Esses números indicam que já é de conhecimento do poder público brasileiro, há anos, que as violências contra as mulheres acontecem mais fora do horário comercial. Entretanto, como infelizmente é o costume na maior parte dos governos, os dados produzidos por especialistas não parecem ser utilizados como base para que tomadores de decisão, como secretários de segurança pública e governadores, reorganizem políticas públicas de prevenção e acolhimento às vítimas.

É verdade que, desde 2016, a cidade de São Paulo conta com uma delegacia da mulher com funcionamento 24 horas, e que, em 2020, o Estado de São Paulo contava com dez delegacias operando de forma ininterrupta —mas sete delas ficam na capital, que, vale lembrar, tem 12 milhões de habitantes. Considerando que o estado tem 23 milhões de mulheres, é evidente que esse número é insuficiente e que as moradoras do interior ficaram anos abandonadas.

É desolador saber que centenas de mulheres foram mortas e que, mesmo assim, nada foi feito para ampliar o funcionamento das delegacias. A ex-Ministra das Mulheres, Damares Alves, por exemplo, não fez absolutamente nada nos quatro anos de governo para prevenir feminicídios e acolher potenciais vítimas mesmo tendo todos esses dados à sua disposição.

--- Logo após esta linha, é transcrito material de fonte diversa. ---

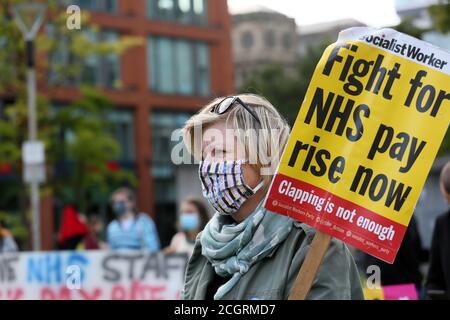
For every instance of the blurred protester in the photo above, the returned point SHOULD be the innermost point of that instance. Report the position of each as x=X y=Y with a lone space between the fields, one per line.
x=130 y=230
x=192 y=219
x=438 y=280
x=72 y=230
x=92 y=239
x=406 y=267
x=7 y=243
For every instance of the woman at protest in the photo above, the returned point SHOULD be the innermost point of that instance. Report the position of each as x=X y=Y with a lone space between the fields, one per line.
x=438 y=280
x=192 y=219
x=246 y=251
x=130 y=230
x=7 y=243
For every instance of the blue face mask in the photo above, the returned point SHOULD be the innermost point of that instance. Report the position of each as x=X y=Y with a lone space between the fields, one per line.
x=119 y=208
x=189 y=221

Isso só vai mudar em 2023. O presidente Lula sancionou uma lei, no dia 3 de abril de 2023, que determina o funcionamento 24 horas de delegacias da mulher. Ainda assim, não consigo escapar dessa sensação agridoce. É claro que essa lei é bastante bem-vinda, mas também é evidente que ela deveria ter existido antes, bem antes.

De toda forma, espero que isso mostre a diferença que faz termos mulheres como Cida Gonçalves à frente da pasta de mulheres, uma pessoa que está há anos no trabalho de combate à violência de gênero.

Para além do funcionamento ininterrupto, acredito que vale destacar dois outros pontos da lei. O primeiro é a determinação para que sejam firmadas parcerias com as defensorias públicas dos estados e com o Suas (Sistema Único de Assistência Social), para garantir que as vítimas tenham apoio jurídico e psicológico nas próprias delegacias.

Nem sempre elas podem contar com uma advogada e vão para as delegacias desassistidas e sem informações sobre seus direitos, podendo ser desinformadas e desincentivadas por agentes policiais a registrarem as ocorrências. Uma defensora no local certamente é essencial para orientar a vítima sobre o que acontece após o registro da ocorrência, fortalecendo sua confiança em sua decisão de interromper o ciclo da violência. Já a assistência psicológica poderá oferecer amparo para que a mulher possa passar pelos traumas de forma menos prejudicial.

O outro ponto é quanto à obrigatoriedade de que agentes policiais recebam treinamento para fazer acolhimento adequado e sem revitimizar ou culpabilizar a vítima pelos fatos que ela narra. Sentiremos os efeitos dessa lei apenas se as secretarias de segurança pública dos estados brasileiros trabalharem para sua implementação. Vamos ver o que fala mais alto: nossas vidas ou interesses políticos.